Does diabetes cause cranial neuropathy?
Yes. Diabetes is a leading cause of microvascular cranial nerve palsies, especially affecting eye-movement nerves (CN III, IV, VI) and producing sudden double vision. These typically improve in three to six months with good blood sugar control. Diabetic cranial neuropathies follow the same general pattern as other diabetic nerve damage but are usually more focal and faster to recover.
Is Bell's palsy the same as a cranial neuropathy?
Bell's palsy is a specific cranial neuropathy — damage to the seventh cranial nerve (the facial nerve), usually idiopathic or viral. So Bell's palsy is one type of cranial neuropathy, but not all cranial neuropathies are Bell's palsy.
How long does a cranial neuropathy take to heal?
It depends on the nerve and the cause. Bell's palsy: most improvement happens in the first three months, with full recovery typically within six to nine months. Microvascular palsies: usually three to six months. Trigeminal neuralgia: medication-managed long-term rather than healed in the usual sense. Tumor- or compression-related cranial neuropathies depend on whether and how the lesion is treated.
Can stress cause a cranial neuropathy?
Stress is not usually a direct cause but can be a trigger for some viral reactivations, including the herpes simplex reactivation associated with many Bell's palsy cases. Stress also worsens trigeminal neuralgia flares. Managing stress is unlikely to prevent cranial neuropathy on its own, but it's a reasonable supporting strategy.
Should I see a neurologist for a cranial neuropathy?

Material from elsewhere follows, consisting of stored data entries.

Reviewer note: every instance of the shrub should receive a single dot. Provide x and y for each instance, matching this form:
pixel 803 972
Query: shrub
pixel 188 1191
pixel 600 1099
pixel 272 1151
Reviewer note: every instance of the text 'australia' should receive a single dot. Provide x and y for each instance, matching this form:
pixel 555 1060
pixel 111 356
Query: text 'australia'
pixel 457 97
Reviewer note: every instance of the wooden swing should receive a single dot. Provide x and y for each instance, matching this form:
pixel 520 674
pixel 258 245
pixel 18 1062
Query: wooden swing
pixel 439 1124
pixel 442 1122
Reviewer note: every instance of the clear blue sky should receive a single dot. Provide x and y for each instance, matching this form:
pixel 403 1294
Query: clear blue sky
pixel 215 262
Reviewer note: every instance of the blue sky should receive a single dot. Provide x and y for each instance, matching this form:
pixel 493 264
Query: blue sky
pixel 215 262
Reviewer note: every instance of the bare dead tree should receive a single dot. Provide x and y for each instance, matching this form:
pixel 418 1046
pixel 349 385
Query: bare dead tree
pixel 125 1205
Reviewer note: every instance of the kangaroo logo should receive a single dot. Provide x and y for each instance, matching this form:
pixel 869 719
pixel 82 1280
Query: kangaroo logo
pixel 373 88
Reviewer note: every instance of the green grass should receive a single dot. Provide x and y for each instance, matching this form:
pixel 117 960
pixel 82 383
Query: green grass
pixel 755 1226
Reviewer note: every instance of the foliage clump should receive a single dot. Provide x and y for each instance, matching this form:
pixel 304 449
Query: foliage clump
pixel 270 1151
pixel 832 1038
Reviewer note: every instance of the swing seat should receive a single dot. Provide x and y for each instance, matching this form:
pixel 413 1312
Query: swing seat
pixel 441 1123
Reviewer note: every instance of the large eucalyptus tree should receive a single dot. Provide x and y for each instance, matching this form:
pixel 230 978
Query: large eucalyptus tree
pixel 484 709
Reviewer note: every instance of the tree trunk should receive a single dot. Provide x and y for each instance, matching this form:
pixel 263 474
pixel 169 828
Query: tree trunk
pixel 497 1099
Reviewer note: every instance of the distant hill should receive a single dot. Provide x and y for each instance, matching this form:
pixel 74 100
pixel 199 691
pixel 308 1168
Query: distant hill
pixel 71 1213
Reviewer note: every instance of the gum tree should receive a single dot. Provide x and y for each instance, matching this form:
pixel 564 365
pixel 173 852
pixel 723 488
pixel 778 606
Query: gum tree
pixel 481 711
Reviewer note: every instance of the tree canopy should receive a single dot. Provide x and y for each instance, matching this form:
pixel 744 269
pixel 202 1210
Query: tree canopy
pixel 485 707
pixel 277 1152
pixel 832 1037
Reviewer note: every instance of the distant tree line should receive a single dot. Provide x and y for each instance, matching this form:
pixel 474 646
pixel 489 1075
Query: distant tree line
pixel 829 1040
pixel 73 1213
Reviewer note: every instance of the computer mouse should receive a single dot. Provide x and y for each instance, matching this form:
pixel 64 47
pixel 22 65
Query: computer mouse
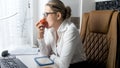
pixel 5 53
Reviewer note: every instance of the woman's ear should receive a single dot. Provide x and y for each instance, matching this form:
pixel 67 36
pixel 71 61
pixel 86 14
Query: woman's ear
pixel 59 15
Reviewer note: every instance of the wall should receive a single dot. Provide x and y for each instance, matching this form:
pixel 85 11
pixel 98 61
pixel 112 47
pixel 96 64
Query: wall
pixel 102 0
pixel 86 6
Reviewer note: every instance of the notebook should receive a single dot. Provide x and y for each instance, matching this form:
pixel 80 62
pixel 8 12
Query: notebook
pixel 43 61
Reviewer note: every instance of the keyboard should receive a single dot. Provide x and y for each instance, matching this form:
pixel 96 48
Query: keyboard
pixel 11 63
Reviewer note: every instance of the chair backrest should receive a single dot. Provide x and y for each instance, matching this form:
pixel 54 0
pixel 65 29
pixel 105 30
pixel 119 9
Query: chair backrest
pixel 99 37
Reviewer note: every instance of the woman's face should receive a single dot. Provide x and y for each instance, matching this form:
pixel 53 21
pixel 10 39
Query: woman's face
pixel 50 16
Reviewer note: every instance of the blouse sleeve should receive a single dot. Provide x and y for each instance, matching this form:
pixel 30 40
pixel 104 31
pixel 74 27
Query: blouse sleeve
pixel 44 45
pixel 70 42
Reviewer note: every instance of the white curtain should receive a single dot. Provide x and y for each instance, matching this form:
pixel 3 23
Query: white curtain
pixel 16 24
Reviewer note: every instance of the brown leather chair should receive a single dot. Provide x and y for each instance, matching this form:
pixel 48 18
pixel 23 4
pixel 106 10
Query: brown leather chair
pixel 99 34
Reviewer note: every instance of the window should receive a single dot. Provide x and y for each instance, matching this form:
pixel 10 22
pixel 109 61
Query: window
pixel 16 23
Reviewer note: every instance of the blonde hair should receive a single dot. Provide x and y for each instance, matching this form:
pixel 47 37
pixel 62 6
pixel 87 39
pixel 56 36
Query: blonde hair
pixel 58 6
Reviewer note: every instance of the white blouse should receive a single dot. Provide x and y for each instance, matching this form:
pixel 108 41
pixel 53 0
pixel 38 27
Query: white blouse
pixel 67 49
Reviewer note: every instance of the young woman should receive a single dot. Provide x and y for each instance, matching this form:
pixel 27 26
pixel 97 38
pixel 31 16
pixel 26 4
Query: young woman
pixel 61 40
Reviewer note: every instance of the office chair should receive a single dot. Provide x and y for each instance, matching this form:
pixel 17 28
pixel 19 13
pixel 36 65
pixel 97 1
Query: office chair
pixel 100 38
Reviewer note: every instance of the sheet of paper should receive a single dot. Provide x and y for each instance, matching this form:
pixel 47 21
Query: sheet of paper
pixel 24 51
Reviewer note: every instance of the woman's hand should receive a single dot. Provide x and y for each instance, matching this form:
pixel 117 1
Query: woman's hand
pixel 41 29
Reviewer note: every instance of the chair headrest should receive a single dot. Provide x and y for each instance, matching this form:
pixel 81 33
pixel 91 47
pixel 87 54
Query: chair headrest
pixel 99 20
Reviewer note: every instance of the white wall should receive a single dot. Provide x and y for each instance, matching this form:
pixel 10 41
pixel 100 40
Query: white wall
pixel 102 0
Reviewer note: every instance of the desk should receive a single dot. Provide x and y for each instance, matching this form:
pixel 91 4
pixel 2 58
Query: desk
pixel 28 60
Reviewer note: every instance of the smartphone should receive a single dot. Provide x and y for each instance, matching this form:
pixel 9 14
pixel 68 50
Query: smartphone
pixel 44 22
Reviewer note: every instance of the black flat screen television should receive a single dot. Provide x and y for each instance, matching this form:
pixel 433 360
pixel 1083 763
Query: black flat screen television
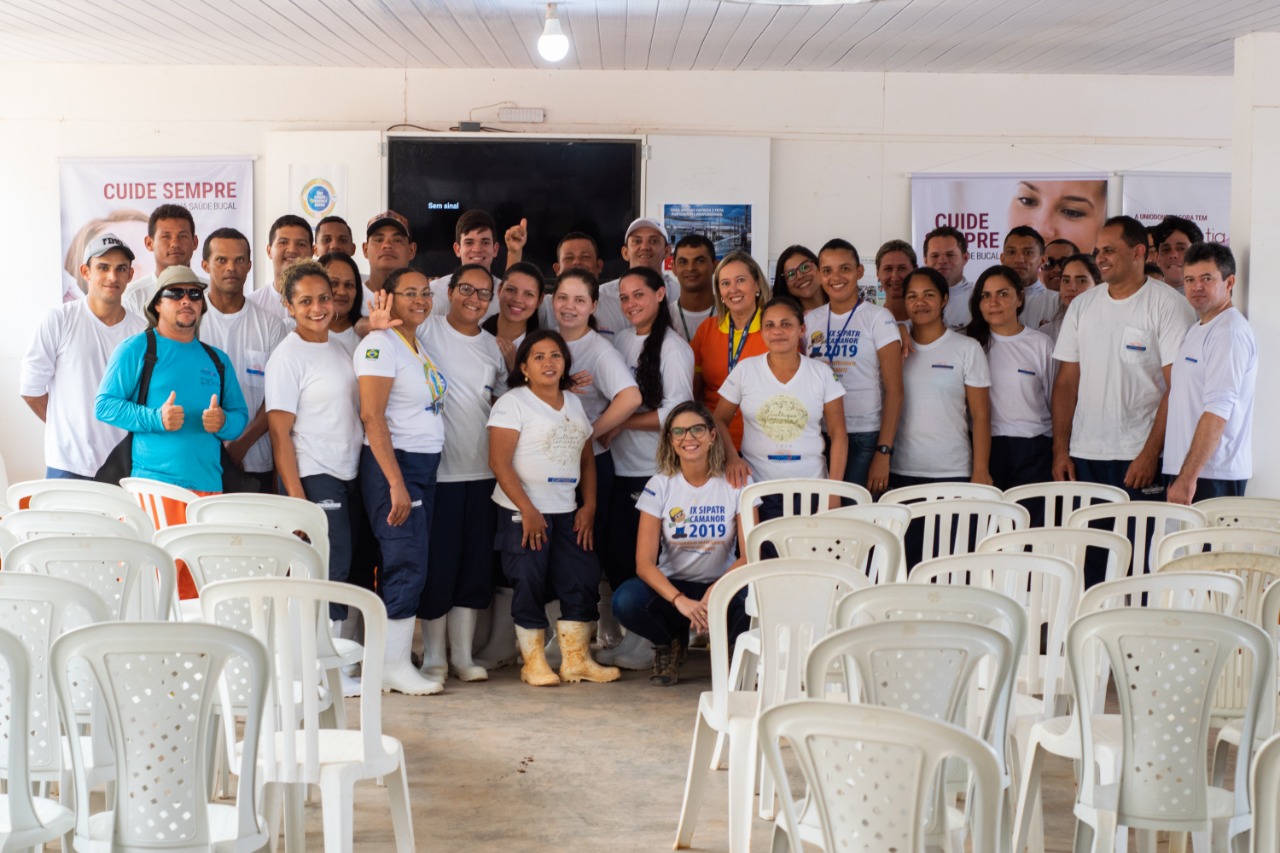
pixel 560 186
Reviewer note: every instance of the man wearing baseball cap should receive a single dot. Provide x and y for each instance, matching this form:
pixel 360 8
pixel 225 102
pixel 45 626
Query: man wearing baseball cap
pixel 67 359
pixel 191 405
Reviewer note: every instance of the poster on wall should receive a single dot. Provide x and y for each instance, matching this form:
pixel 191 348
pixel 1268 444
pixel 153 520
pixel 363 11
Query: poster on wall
pixel 118 195
pixel 728 227
pixel 1202 197
pixel 984 206
pixel 318 191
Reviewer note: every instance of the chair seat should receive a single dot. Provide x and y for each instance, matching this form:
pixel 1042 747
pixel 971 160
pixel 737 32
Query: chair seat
pixel 223 829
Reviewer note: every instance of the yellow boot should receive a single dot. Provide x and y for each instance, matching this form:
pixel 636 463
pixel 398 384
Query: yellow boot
pixel 576 651
pixel 533 642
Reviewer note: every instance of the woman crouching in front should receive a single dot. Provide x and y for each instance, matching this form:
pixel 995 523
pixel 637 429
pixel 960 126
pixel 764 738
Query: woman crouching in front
pixel 540 452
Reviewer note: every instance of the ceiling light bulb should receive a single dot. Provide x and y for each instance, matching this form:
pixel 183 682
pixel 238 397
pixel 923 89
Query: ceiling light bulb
pixel 553 44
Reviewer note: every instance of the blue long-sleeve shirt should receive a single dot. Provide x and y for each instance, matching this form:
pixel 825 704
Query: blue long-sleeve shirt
pixel 188 456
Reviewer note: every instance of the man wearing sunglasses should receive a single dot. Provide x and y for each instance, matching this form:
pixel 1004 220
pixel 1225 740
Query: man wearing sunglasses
pixel 190 405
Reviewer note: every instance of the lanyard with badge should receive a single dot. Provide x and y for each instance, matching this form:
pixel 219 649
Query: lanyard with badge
pixel 435 381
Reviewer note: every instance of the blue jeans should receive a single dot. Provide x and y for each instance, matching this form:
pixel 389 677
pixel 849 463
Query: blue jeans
pixel 643 611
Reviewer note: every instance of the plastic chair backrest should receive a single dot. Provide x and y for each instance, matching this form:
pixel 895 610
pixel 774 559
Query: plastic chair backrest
pixel 1151 520
pixel 869 772
pixel 1048 589
pixel 1166 665
pixel 800 496
pixel 122 507
pixel 37 610
pixel 955 491
pixel 1072 543
pixel 1064 497
pixel 876 551
pixel 275 511
pixel 284 615
pixel 1242 512
pixel 151 496
pixel 1187 542
pixel 159 682
pixel 956 525
pixel 135 579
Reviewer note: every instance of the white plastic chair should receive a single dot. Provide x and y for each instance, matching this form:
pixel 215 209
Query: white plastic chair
pixel 796 601
pixel 1206 592
pixel 26 821
pixel 1242 512
pixel 151 496
pixel 1151 520
pixel 1188 542
pixel 296 751
pixel 135 579
pixel 955 491
pixel 1165 666
pixel 1063 497
pixel 158 684
pixel 800 496
pixel 871 772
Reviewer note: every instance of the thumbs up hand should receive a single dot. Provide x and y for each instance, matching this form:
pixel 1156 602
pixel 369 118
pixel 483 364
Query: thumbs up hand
pixel 170 413
pixel 214 418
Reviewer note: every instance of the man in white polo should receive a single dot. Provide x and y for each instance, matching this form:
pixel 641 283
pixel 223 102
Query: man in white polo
pixel 1208 441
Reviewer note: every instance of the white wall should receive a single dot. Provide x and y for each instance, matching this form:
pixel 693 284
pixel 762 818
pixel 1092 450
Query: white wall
pixel 841 146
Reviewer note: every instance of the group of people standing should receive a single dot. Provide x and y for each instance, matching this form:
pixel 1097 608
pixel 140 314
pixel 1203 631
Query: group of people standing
pixel 499 438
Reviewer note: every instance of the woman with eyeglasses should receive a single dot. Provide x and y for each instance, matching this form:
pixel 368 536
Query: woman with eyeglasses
pixel 402 395
pixel 460 582
pixel 796 276
pixel 689 537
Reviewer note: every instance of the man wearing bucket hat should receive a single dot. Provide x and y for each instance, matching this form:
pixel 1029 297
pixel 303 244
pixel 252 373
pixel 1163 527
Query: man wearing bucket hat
pixel 190 404
pixel 68 356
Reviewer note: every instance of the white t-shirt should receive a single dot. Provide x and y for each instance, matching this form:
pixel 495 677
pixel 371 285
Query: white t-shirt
pixel 698 525
pixel 440 296
pixel 476 374
pixel 247 337
pixel 549 452
pixel 933 434
pixel 781 434
pixel 837 341
pixel 67 359
pixel 315 383
pixel 635 451
pixel 412 413
pixel 1216 372
pixel 1022 383
pixel 955 313
pixel 609 374
pixel 1121 347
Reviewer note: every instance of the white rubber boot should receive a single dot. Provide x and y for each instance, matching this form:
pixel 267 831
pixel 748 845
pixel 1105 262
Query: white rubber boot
pixel 434 644
pixel 632 653
pixel 398 670
pixel 501 648
pixel 462 630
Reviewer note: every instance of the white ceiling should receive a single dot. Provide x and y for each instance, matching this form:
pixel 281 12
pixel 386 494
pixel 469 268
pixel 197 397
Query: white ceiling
pixel 945 36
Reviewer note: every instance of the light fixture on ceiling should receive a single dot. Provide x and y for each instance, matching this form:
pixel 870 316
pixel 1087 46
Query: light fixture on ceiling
pixel 553 44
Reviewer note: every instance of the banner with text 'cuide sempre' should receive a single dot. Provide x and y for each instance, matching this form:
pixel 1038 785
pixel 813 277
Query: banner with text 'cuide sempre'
pixel 984 206
pixel 117 195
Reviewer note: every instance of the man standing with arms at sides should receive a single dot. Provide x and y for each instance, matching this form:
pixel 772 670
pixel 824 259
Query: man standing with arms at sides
pixel 333 235
pixel 68 356
pixel 1173 237
pixel 247 334
pixel 1208 441
pixel 288 240
pixel 1115 350
pixel 862 345
pixel 170 240
pixel 947 251
pixel 695 267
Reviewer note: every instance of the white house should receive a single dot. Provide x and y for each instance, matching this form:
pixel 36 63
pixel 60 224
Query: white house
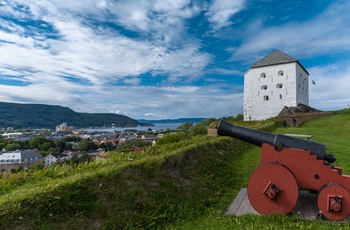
pixel 275 81
pixel 54 157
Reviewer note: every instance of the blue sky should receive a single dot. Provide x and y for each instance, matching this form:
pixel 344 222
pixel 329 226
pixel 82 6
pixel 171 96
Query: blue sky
pixel 159 59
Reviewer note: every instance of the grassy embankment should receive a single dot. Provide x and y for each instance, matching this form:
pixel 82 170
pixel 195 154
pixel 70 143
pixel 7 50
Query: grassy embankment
pixel 184 185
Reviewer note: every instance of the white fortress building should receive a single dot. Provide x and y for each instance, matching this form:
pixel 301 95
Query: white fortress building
pixel 275 81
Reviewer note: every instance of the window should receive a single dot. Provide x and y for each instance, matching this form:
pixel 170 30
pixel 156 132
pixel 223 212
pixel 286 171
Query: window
pixel 279 86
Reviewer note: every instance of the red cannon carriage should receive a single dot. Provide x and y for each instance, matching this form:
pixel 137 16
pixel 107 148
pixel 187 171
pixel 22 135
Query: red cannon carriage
pixel 288 164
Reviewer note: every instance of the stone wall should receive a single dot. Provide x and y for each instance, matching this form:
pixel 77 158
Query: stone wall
pixel 296 120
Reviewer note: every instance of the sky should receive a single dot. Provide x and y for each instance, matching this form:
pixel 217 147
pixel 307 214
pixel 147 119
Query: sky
pixel 166 59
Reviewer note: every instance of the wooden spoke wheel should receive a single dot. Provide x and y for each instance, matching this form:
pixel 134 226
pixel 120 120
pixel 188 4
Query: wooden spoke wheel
pixel 272 189
pixel 334 201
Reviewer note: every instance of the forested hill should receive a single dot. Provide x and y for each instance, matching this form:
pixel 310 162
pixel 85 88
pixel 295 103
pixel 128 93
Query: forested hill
pixel 49 116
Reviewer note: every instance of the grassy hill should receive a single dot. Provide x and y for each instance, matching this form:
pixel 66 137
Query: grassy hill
pixel 49 116
pixel 182 185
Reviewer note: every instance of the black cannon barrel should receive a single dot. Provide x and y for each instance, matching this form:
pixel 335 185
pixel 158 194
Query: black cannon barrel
pixel 257 137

Yes, in almost all cases. The diagnostic workup is more nuanced than a primary care office is set up to do quickly, and the right imaging and lab tests depend on which nerve is involved. A neurologist with expertise in neuro-ophthalmology, neuro-otology, or peripheral nerve disease — depending on the symptom — is the right specialist. Your primary care doctor can refer.
The Bottom Line
Cranial neuropathies are a different family of conditions from the foot-and-hand neuropathy most of us live with. They appear suddenly, affect single nerves, and often resolve more completely than peripheral neuropathies do. They also include some genuinely time-sensitive presentations — a CN III palsy with pupil involvement, multiple cranial nerves at once, sudden vision loss — where a few hours can matter.
If something new and strange happens to your face, your eyes, your hearing, or your voice, take it seriously. Get to a doctor who can examine the cranial nerves properly and order the right imaging. Most stories end with recovery. The ones that don't are usually the ones that waited too long to start.